東京六大学野球2026秋季リーグ戦 特別特集
東京六大学野球2026秋季リーグ戦、神宮球場100周年の秋だ。野球部の藤森康淳(営4=天理)主将世代最後のリーグ戦が開幕した。同時に、日々熱い声援を送る応援団、第101代団長・有田勇翔(経4=東京成徳大高)らの幹部世代にとっても集大成のリーグ戦が始まった。有田団長に今季のリーグ戦の応援についてきいた。
6点差をひっくり返した諦めない応援
野球部は、初戦を勝利で飾ったものの2回戦では粘りを見せながらも敗戦。1勝1敗で迎えた早大3回戦は前半5回終了時点で1-7と6点差を追いかける厳しい展開に。そんな中、「まだまだ諦めてはいけない!」そう沈みかけた応援席を鼓舞したのは、有田勇翔(経4=東京成徳大高)団長だ。
その諦めない応援団の声援が届いたのだろうか、野球部は後半の6~8回で一挙8点を取る猛攻を見せると死闘を制し、逆転勝利で勝ち点1を獲得した。試合終了後には、観客から「応援団ありがとう!」と感謝の言葉も飛んだ。間違いなく応援の力が勝利を呼び込んだ試合だった。

会場の雰囲気を作りだす理想の応援
団長の有田は、「ボロが出る場面も多い」と初週を振り返る。さらに、「まだまだ精神的に弱い」と感じている。有田の理想とする応援について聞くとこう答えてくれた。
「まず応援団の雰囲気が良くて、会場の雰囲気が上がって、それを選手に乗せて、選手が打ってさらにボルテージが150%になって、得点して200%になる。そして大きな声で得点校歌を高らかに歌いたい」
応援が試合の流れを作る、生み出すーー。それが理想の応援だという。有田は現状を「選手が打つことによって応援席のボルテージが上がる」展開にとどまっていると分析する。
「この現状を変えていきたいと思っています。」

「かっこいい俺、私」と思ってほしい 自主的に楽しむ応援
有田が今年、後輩に求めるのは流れを作る応援だけではない。
「応援を楽しんでほしい」。厳しい規律もある応援団、とりわけリーダー部においては、「なかなかうまくいかないところもあると思う」と後輩を気遣う。しかし、そのような中でも、「なにか楽しさを見つけて、自主的に。やれと言われてやる応援じゃなく、自主的に考えて動いてなにかいいものを作っていく、そういう応援席にしたい」。日ごろからそう伝えているという。
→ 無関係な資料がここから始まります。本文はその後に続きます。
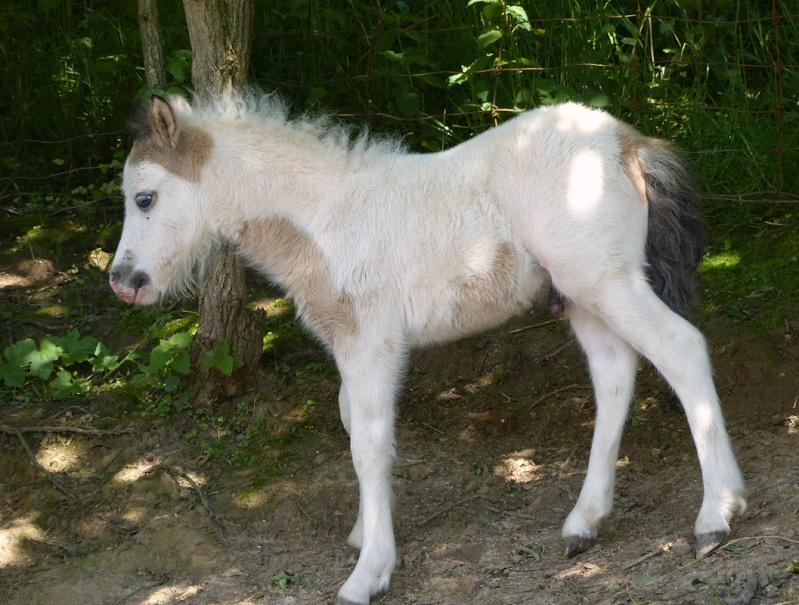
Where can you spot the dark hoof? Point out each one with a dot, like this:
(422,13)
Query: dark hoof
(707,543)
(576,544)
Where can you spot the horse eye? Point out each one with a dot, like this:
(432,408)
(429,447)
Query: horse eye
(143,200)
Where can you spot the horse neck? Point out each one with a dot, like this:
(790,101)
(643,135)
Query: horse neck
(263,176)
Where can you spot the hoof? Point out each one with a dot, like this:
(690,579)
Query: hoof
(576,544)
(707,543)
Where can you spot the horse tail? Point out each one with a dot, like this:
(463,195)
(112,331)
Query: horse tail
(675,240)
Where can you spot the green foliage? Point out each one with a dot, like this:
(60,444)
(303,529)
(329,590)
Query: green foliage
(75,366)
(64,366)
(284,579)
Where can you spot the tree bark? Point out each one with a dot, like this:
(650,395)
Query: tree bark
(154,68)
(220,40)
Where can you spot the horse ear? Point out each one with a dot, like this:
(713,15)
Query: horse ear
(163,122)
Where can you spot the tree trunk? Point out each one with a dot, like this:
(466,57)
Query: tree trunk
(220,40)
(154,69)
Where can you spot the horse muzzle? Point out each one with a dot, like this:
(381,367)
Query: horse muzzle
(133,287)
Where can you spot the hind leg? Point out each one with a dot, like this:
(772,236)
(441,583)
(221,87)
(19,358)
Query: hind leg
(613,364)
(678,351)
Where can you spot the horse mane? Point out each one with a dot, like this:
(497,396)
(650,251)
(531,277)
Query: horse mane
(265,110)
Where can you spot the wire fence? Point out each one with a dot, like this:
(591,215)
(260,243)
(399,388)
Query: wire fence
(723,85)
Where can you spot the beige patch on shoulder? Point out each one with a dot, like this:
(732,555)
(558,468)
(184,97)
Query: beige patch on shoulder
(186,160)
(293,259)
(630,141)
(489,299)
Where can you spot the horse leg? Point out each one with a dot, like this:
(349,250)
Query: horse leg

「あり得ないかもしれないですが、野球部も俺が打たせたんだぞと。そのぐらいに思って、『かっこいい俺、私』と思ってくれる様な応援にする」と今年の神宮応援の方針を語る。
自主的に考え、楽しむ応援。それが応援席の観客にも伝播し、楽しく盛り上がった応援席が作られているのだろう。
「野球部を最後まで信じきる」13季ぶりの優勝へ
まだリーグ戦は初週を終えたばかり。「今日(早大3回戦)みたいにどんなに点数をとられたとしても、野球部を最後まで信じきってやります。そして課題を改善して、優勝まで駆け上がっていきたいと思います」。
野球部にとって13季ぶりの優勝を目指す今リーグ戦は、応援団にとってもまた同じ意味を持つ戦いだ。